The "parser" doesnt recognize "world \ godbye" comes from a string opening just a few lines before the focused text. I've searching a few points in the code and there is actually a function in dmsyntax.c (setup(...)) which implements some king of backtraking to detect this case. Managed to understand it somehow but it is never evaluated.
I want to implement a buffer option to effect in the parsing code to "alternate" the syntax detection considering the first token is part of a multilinetoken (coment or string), nothing smart, just an option.
I modified the setup(...) function to do just that by this is not in the path of syntax drawing.
Where this feature should go in the code or where begins the parsing?
I'm afraid, I don't know either. Surely Steve (the original author) knows, but he has not contributed any code for several years.
Hi, I've been reading the code a bit more... And it is too much heuristics in the author's head it should require a complete rewrite to make it more general (the syntax parser is hard fixed to C style at several pints)
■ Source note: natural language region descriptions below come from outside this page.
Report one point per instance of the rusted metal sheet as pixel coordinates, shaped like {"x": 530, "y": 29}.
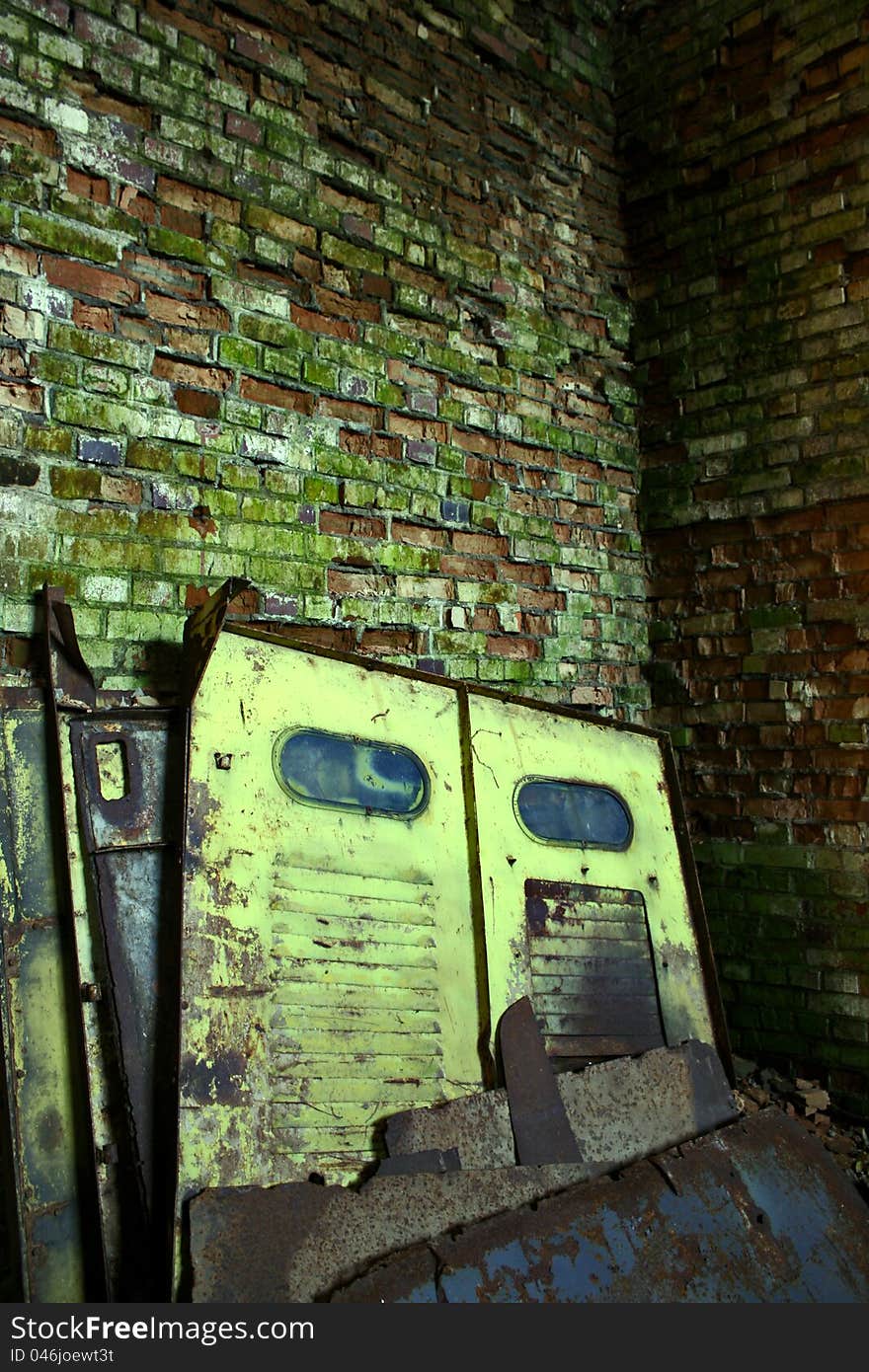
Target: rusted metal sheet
{"x": 70, "y": 676}
{"x": 618, "y": 1111}
{"x": 298, "y": 1241}
{"x": 755, "y": 1212}
{"x": 537, "y": 1112}
{"x": 51, "y": 1231}
{"x": 119, "y": 781}
{"x": 330, "y": 957}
Anyways I got a solution for my needs.
See, this python code (the window) begins with a huge multiline comment, then comes a few python statements followed by a huge multiline string.
Default elvis syntax parsing produces this (incorrect and confusing):
If i set the altmultiline option (my patch):
This makes the initial syntax parser setup to make the backwards multiline recognition simpler (the default is much more clever [and gives C style precedence]) and just assume the text shown actually continues a multiline token (string or comment)
I've been using this when I have code like this (huge multlines) and It at least gives more pleasant syntax coloring on this cases. Once I'm done with this section of my code I get back to default syntax parsing with "set noaltmultiline".
It additionaly adds a new "show" argument: "set show=...,altmultiline" to know if I'm using this alternative mode or not.